The global forecast for the Asian markets suggests mild upside, thanks to a jump in crude oil prices. The European markets were mostly in the green and the U.S. bourses ended slightly higher – and the Asian markets also figure to tick higher.

The KLCI finished slightly lower on Friday following losses from the telecoms and financials, while the industrials and plantations were mixed.

Among the actives, plummeted 5.57 percent, while IOI Corporation tumbled 1.55 percent, Kuala Lumpur Kepong climbed 0.99 percent, Petronas Chemicals jumped 0.68 percent, Maybank skidded 0.65 percent, Genting Malaysia added 0.20 percent, IHH Healthcare shed 0.18 percent, Tenaga Nasional lost 0.13 percent, Sime Darby added 0.11 percent and Public Bank, CIMB Group, Telekom Malaysia and YTL Corporation all were unchanged.

The lead from Wall Street is cautiously optimistic as stocks saw modest strength in an abbreviated trading session on Friday, following the Thanksgiving holiday a day earlier.

The Dow added 31.81 points or 0.14 percent to 23,557.99, while the NASDAQ climbed 21.80 points or 0.32 percent to 6,889.16 and the S&P 500 rose 5.34 points or 0.21 percent to 2,602.42. For the week, the NASDAQ surged 1.6 percent, while the Dow and the S&P both gained 0.9 percent.

The strength on Wall Street reflected recent upward momentum, which has propelled to stocks to new record highs.
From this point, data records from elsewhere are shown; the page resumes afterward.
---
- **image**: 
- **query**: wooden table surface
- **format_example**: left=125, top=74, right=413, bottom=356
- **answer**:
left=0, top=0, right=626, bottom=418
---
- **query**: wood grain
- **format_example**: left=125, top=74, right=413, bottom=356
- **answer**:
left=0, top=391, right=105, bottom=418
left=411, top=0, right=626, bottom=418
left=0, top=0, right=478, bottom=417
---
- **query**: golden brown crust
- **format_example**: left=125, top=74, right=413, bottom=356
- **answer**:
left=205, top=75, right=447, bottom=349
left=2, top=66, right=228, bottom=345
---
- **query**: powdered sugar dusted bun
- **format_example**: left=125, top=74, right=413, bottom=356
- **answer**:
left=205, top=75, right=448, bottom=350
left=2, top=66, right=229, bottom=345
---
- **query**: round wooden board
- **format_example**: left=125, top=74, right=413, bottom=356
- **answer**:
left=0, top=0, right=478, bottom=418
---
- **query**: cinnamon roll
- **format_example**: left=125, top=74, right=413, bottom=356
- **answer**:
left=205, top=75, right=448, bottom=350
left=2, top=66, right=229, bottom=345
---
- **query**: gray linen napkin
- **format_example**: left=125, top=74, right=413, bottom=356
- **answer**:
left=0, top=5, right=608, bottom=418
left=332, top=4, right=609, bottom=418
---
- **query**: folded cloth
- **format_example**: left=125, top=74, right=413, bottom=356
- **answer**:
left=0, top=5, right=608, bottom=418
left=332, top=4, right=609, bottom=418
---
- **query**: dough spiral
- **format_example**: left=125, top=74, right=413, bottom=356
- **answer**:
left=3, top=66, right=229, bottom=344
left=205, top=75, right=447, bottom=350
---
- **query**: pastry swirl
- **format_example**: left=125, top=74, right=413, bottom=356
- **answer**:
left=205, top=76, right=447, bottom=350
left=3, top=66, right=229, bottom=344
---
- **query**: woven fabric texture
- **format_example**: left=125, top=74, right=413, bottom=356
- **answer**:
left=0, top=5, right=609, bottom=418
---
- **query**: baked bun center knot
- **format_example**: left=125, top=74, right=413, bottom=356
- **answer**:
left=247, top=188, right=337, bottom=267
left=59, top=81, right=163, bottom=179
Activity was subdued, however, as many traders remained away following the holiday.

Despite the advance shown by the broader markets, most of the major sectors showed only modest moves. Semiconductor and internet stocks saw some strength, while gold stocks moved to the downside along with the price of the precious metal.

Crude oil futures jumped to their highest in two years Friday amid supply interruptions in North America and expectations that OPEC will extend its output cuts through 2018. January oil ended up 93 cents or 1.6 percent to $58.95/bbl in thin trade.